This study highlights the importance of assessing and understanding medication adherence across its different phases, particularly initiation and persistence, when evaluating treatments for chronic conditions such as moderate to severe atopic dermatitis (AD). The observed differences in adherence patterns between topical tacrolimus and subcutaneous dupilumab suggest that distinct contextual and behavioral factors influence patient adherence during therapy. Therefore, interventions aimed at improving adherence should not adopt a one-size-fits-all approach. Instead, they should be tailored to the specific characteristics of each therapy.
Optimal medication adherence to treatment has the potential to prevent disease progression and reduce the need to introduce more expensive therapeutic options. Timely recognition and correction of low medication adherence not only contribute to a better treatment outcome but also significantly reduce costs for the healthcare system.
These findings are particularly significant in the treatment of chronic diseases, where patients often face the challenge of medication adherence. Hence, future research could more extensively explore the relationship between pharmaceutical formulations and medication adherence to inform health policy and clinical strategies, integrating differentiated approaches to optimize medication adherence, improve health outcomes, and reduce unnecessary healthcare costs.

Supplementary Materials

The following supporting information can be downloaded at https://www.mdpi.com/article/10.3390/pharmaceutics17101279/s1: Figure S1. Schematic presentation of the study design and cohort selection. Table S1. Overview of AD pharmacological treatments. Table S2. Comparison of drug characteristics for tacrolimus ointment and dupilumab injection treatments for moderate/severe AD.

Author Contributions

Conceptualization, V.O.; methodology, S.M., E.M. and V.O.; software, S.M.; validation, V.O.; data curation, S.M., I.A.-L., U.T., F.F.B., S.L., A.R., M.K., L.P., M.S. and V.O.; writing—original draft preparation, S.M., M.K., L.P. and M.S.; writing—review and editing, U.T., F.F.B., M.S., L.P., I.A.-L., A.R., S.L., E.M. and V.O.; supervision, V.O.; funding acquisition, V.O. All authors have read and agreed to the published version of the manuscript.

Funding

This research was funded by the Italian Medicine Agency (AIFA) through Pharmacovigilance funding 2015–2017 (Grant number: E63C23000440002; Project title: Pattern di utilizzo dei FARMaci e ADErenza alle terapie in Real World. Project acronym: FARMADER).

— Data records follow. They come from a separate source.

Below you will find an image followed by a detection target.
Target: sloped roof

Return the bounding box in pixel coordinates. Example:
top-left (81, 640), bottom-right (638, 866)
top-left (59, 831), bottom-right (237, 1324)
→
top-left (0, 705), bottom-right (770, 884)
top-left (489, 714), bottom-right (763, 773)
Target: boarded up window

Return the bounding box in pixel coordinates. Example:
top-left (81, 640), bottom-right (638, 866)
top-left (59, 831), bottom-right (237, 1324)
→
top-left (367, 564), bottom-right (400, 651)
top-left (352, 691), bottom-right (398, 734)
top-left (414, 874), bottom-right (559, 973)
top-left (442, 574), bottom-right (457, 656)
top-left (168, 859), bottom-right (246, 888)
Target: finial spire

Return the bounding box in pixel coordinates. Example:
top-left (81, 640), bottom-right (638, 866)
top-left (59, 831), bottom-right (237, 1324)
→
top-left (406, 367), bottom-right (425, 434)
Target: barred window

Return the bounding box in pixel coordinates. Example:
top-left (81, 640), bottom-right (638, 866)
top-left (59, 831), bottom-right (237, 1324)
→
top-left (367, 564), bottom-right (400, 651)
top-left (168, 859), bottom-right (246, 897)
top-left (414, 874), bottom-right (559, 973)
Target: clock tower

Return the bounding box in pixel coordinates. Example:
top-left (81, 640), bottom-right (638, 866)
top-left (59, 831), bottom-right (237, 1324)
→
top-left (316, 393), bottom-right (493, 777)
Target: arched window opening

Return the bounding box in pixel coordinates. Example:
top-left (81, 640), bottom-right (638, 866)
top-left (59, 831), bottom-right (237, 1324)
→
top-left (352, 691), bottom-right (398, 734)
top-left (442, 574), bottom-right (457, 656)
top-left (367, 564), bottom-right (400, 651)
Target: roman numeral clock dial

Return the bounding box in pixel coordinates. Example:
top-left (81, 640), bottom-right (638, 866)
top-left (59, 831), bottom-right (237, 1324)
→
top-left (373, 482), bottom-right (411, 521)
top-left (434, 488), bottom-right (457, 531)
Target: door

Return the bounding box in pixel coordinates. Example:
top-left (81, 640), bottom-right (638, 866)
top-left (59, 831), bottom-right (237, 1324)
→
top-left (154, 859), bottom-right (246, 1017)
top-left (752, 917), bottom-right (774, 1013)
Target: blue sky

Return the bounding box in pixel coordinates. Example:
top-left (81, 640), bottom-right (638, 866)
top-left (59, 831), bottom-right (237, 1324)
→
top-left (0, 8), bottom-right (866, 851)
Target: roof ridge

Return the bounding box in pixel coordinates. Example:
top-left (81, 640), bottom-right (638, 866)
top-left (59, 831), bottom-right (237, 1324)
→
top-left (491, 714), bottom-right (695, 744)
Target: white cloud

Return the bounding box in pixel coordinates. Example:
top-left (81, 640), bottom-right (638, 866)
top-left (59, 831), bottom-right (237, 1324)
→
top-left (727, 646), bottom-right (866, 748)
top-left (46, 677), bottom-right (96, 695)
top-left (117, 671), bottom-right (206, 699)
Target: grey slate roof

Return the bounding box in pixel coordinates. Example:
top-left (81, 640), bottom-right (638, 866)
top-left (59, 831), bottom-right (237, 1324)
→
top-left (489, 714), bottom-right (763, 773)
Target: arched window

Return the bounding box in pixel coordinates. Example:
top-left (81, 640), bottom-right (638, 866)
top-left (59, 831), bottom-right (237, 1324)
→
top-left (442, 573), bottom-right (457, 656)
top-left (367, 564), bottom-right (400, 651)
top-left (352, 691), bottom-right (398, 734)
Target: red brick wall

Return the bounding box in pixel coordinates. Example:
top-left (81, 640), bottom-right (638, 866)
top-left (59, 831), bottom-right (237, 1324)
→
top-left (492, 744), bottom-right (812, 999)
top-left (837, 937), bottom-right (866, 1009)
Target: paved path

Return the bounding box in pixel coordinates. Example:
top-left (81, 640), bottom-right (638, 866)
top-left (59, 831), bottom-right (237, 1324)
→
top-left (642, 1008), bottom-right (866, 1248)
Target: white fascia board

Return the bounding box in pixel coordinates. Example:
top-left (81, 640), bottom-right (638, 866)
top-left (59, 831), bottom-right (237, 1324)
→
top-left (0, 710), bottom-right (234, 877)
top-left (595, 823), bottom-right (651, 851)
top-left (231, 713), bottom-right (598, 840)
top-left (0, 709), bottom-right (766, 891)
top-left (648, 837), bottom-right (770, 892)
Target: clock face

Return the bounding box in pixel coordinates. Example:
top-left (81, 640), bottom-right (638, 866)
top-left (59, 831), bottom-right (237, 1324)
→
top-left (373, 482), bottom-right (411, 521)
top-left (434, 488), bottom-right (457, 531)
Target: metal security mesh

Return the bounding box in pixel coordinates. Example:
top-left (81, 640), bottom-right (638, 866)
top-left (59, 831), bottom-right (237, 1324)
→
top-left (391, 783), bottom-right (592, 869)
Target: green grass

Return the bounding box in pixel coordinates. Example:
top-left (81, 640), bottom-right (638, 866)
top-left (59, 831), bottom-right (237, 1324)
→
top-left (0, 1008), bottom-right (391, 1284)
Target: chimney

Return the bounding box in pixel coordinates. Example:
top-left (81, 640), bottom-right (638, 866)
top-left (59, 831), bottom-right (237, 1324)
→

Institutional Review Board Statement

Not applicable.

Informed Consent Statement

Not applicable.

Data Availability Statement

All data used for the current study are available upon reasonable request to the Centro di Ricerca in Farmacoeconomia e Farmacoutilizzazione (CIRFF) authorized by the governance board of Unità del Farmaco della Regione Campania [D.G.R. 276, 23 May 2017]. The data are not publicly available due to legal/ethical restrictions (GDPR—Reg. (EU) 2016/679). However, aggregate results and summary tables supporting the main findings are provided within the paper and Supplementary Materials.

Conflicts of Interest

The authors declare no conflicts of interest.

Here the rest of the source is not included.